AUTHOR UPDATE: The marketing department contacted me, with a note the B7103 website incorrectly listed the features of the pack. As it turns out, the pack was never intended to utilize a neoprene case specific for iPhone. Likewise, the pack does not have a padded section for iPad. The features have since been updated and can be viewed on the product description page.

Don’t get me wrong this pack has lots of pockets, 17 by my count (3 main compartments with many additional pockets), including specific places for pens and even a keyring. I like the internal pockets to hold items like my power blocks, cables, thumb drives, trackpad, and external hard drive. However, I was particularly interested in this pack because it advertised specific housing for my MacBook Pro, iPhone/iPod, and iPad. The B7103 does have dedicated storage for laptops and phones, but not for tablets. The only place to store a tablet is in the main compartment, which does have smaller pockets inside and may very well hold an iPad mini. However, the smaller pockets are not padded like the dense foam used for the laptop compartment.

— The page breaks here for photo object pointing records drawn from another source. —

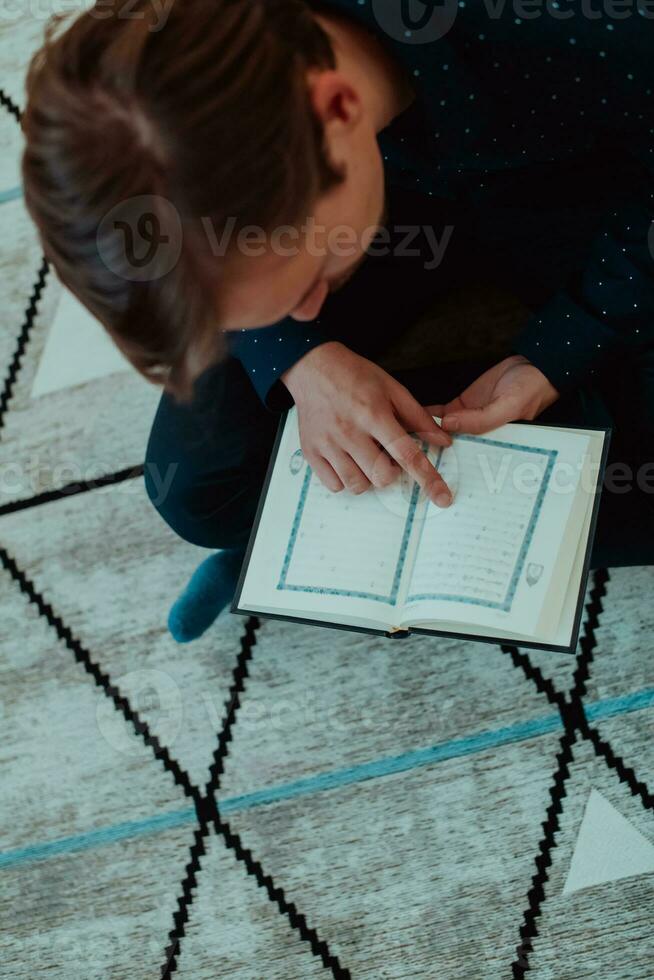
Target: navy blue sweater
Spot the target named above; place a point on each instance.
(513, 88)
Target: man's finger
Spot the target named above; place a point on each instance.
(351, 476)
(416, 418)
(407, 451)
(373, 460)
(326, 474)
(478, 420)
(442, 410)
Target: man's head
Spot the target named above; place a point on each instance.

The ECBC Lance Daypack B7103 is certainly a workhorse of a pack that will set you back a cool $150. Easily loaded down with everything I could grab for my weekend trip, the pack had room to spare and a pocket for just about anything. Although the pack advertised a padded tablet pocket, there was no true dedicated location for my iPad and the neoprene mobile phone pocket was no where to be seen, unless the “fleece-lined top utility pocket” was the same thing(?) When it comes down to it, I am conflicted on how to recommend this one.

A nice pack for keeping everything in one place and leaving room-to-spare is the main reason to have a pack of this size. If you are headed out for a conference or on the road for several days, you would be well served to pick up a B7103. However, if you are looking for a dedicated, padded iPad pocket, look elsewhere. The rugged B7103 will provide ample room for cords, drives, books, and a mouse, but unless you are sweeping everything off your desk and into a bag, leave this one at home.


  • Space for every gadget and corresponding cable you could need on a trip
  • Padded back and straps keep it comfortable, along with a waist belt support system
  • I love pockets and this bag has more than I need
  • Rugged external nylon shell


  • I am concerned the features of this pack are advertised incorrectly
  • No dedicated, padded iPad compartment
  • Bulky for short trips
  • No neoprene phone sleeve

Do you use a backpack when on the road or traveling around town with your laptop? Do you prefer a large pack with a dedicated space for everything or just a simple, one compartment pack for your needs?